Unfortunately, we are not aware of any successful methods for completely eliminating blueback herring (“bluebacks”) from a large reservoir once they are established. Now that bluebacks have been illegally introduced, they are probably here to stay. Blue Ridge does have plenty of predator fish including largemouth bass, smallmouth bass, spotted bass, white bass, walleye, flathead catfish, channel catfish, crappie, and even a few brown and rainbow trout. With the abundance of predator fish already present in Blue Ridge Lake we hope to keep the population in check.

Would an increase or introduction of spotted bass and/or hybrid bass help with overpopulation of bluebacks?

Spotted bass have already been illegally introduced into Blue Ridge Lake, and their population has increased dramatically over the last 10 years. They are now by far the most common bass species in the lake, and they compete and hybridize with the native smallmouth bass. The illegally introduced spotted bass now pose a serious threat to the native smallmouth bass fishery at Blue Ridge Lake. Increasing the spotted bass population would only cause more trouble for the smallmouth fishery. Blue Ridge Lake is one of the only major reservoirs in North Georgia that has never been stocked with any striped or hybrid bass. We prefer not to stock these species in Blue Ridge to maintain a diversity of fishing options across our lakes. We also have concerns about these species potential impacts (or perceived impacts) on the trout fisheries of the Toccoa River above and below the lake.

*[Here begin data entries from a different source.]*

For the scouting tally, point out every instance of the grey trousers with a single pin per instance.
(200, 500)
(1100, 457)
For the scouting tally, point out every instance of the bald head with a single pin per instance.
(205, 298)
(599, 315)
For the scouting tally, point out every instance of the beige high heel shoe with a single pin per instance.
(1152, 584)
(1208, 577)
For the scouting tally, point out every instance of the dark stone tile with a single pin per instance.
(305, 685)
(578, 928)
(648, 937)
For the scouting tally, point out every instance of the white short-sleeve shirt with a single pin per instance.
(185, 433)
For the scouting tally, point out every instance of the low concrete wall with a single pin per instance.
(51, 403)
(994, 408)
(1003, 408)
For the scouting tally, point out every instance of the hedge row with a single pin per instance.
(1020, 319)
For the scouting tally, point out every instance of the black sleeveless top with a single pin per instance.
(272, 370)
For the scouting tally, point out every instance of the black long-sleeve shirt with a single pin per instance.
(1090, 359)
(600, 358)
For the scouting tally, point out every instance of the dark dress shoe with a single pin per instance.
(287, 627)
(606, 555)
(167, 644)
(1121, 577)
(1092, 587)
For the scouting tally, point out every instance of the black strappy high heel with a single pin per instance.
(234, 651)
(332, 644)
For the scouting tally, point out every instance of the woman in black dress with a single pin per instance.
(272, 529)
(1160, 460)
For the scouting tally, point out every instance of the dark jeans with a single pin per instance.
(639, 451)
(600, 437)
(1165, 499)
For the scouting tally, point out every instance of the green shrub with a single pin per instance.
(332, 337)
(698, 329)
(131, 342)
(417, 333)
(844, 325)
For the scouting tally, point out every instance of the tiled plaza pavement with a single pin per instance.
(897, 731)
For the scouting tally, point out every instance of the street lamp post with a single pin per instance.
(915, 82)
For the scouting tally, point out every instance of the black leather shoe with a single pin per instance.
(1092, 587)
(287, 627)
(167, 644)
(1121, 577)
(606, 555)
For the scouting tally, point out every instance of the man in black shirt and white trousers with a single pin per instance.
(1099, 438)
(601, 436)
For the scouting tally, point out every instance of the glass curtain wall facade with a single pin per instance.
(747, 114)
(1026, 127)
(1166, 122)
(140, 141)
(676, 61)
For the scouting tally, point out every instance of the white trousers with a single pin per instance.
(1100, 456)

Do anglers fish for the blueback herring?

No. Blueback herring are generally small in size and not considered a game species, so there is little angling for them. However, many anglers do use bluebacks for bait when pursuing other fish. These anglers often use cast nets to capture herring for use as bait, but there are just not enough people cast-netting the herring to make an impact on the population. Possession or use of live blueback herring for bait is illegal except in certain lakes, like Blue Ridge, where they have already been established.

Are there other means to reduce the herring populations?

Blueback herring are sensitive to cold temperatures, and can die during severely cold winter weather. Such a herring die-off occurred at Blue Ridge during the winter of 2009-10. This die-off reduced herring numbers enough that walleye spawned successfully and produced a strong year class the following spring. Unfortunately, we have no control of the weather or how cold the water is in Blue Ridge Lake, so we cannot use the cold-intolerant nature of the herring to our advantage.

Has DNR stocked pike, muskie, trout, largemouth, or smallmouth bass?

Yes. DNR has stocked many species of fish into Blue Ridge Lake in the past, including muskellunge (muskie), rainbow trout, walleye, bluegill, redear sunfish, channel catfish, gizzard shad, and threadfin shad. All of these stocking occurred prior to 1991. We are currently considering stocking smallmouth bass and walleye to restore these two fisheries.

Georgia has really good fishing. How can anglers help the DNR?

The best way you can help keep Georgia’s fishing great is by purchasing your fishing license every year. Another thing anglers need to know is they should not move fish around from one waterbody to another. Blue Ridge Lake is a prime example of what happens when anglers illegally move fish around without considering all the consequences of their actions.